Machine learning applications should be portable and their code should define the flow of data, without the developer having to worry about configuring the underlying infrastructure. As long as developers define applications in a consistent API, the platform should be able to seamlessly execute the application on any cloud provider.
Cloud providers compete on cost, performance, and availability of compute resources. Engineering teams should decide where to run their applications based on these factors, and should not be locked in to one particular cloud provider.
Machine learning is hard. It’s easy to make innocent mistakes that create nearly unexplainable errors, so a machine learning platform should provide guardrails. Simple checks can go a long way, like ensuring that a transformation which expects integers as input actually receives integers, or that classification models are only used to predict integer target values.
The platform can also attempt to prevent more sophisticated pitfalls. Machine learning engineers may have to deal with highly unbalanced datasets or datasets that contain samples with missing values. They may also neglect to normalize columns with high variance or mistakenly normalize categorical columns. A platform should provide simple mechanisms for upsampling or downsampling unbalanced data and dropping samples with missing data. It should also warn about feature data that may result in suboptimal models (e.g. due to multicollinearity), or models that aren’t converging or are overfitting.
Since it’s difficult to prevent all mistakes, the platform should also provide ample debugging capabilities. Developers need an easy and intuitive way to access all log streams from their workloads, and these logs should be useful not just when the workloads crash. For example, data processing workloads should show samples of raw and transformed data to make it easy to sanity check the code, and model training workloads should show loss and evaluation metrics.

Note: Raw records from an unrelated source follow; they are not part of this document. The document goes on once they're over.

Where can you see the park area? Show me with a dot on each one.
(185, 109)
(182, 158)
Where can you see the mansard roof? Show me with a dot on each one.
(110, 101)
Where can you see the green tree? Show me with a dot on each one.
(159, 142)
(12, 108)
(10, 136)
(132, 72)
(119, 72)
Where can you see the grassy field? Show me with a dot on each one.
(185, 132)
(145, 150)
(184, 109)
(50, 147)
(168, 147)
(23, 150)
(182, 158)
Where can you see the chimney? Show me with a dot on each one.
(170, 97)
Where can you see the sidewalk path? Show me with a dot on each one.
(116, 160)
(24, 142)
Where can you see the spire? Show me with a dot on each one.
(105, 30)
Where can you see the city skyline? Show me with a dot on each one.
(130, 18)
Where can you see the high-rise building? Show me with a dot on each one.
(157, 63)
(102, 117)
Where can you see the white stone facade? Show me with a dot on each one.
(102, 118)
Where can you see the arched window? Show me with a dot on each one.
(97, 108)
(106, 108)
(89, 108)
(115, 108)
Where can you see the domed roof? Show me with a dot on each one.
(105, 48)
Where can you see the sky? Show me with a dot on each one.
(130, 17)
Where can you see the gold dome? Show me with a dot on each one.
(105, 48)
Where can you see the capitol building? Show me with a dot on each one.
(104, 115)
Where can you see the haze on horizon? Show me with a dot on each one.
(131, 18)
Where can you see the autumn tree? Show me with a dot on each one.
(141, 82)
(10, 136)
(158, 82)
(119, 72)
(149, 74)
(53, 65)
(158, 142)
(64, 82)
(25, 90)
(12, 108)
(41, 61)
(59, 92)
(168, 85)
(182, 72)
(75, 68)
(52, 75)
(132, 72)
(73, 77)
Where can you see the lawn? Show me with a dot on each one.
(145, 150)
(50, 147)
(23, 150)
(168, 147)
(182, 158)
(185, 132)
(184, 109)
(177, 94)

A machine learning platform should only solve the problems that are unique to machine learning engineering, such as running distributed TensorFlow workloads and handling large prediction request loads. A minimalistic platform integrates seamlessly into existing development workflows. Version control systems and code review tools already provide workflows for tracking, sharing, and collaborating among developers. Similarly, text editors and IDEs provide interfaces for editing code. None of this functionality needs to be reinvented.
The platform should be stateless, and all application configuration should be defined by configuration files. This way an application can be fully defined as code, which allows developers to integrate their machine learning applications into many of their existing software development lifecycle workflows, like version control and continuous integration.
It is hard to venture into the world of machine learning without coming across notebooks. Notebooks are useful for fast prototyping and encourage writing well-documented code with helpful visualizations. That being said, a machine learning platform focused on production application deployments should not support them. They encourage software engineering anti-patterns that inhibit developers’ ability to build testable and maintainable software.
Text editors and IDEs include rich functionality to help developers work more productively and write better code (e.g. code completion and linting are much more readily available in popular text editors than in notebooks). Unlike Python libraries, code in notebooks is harder to abstract and reuse and is harder to reason about because there may be hidden state. In addition, notebooks are generally unfamiliar to developers without a data science background. The growth of the machine learning engineering discipline will be fueled by developers applying software engineering best practices to machine learning code without being encumbered by the current data science tooling.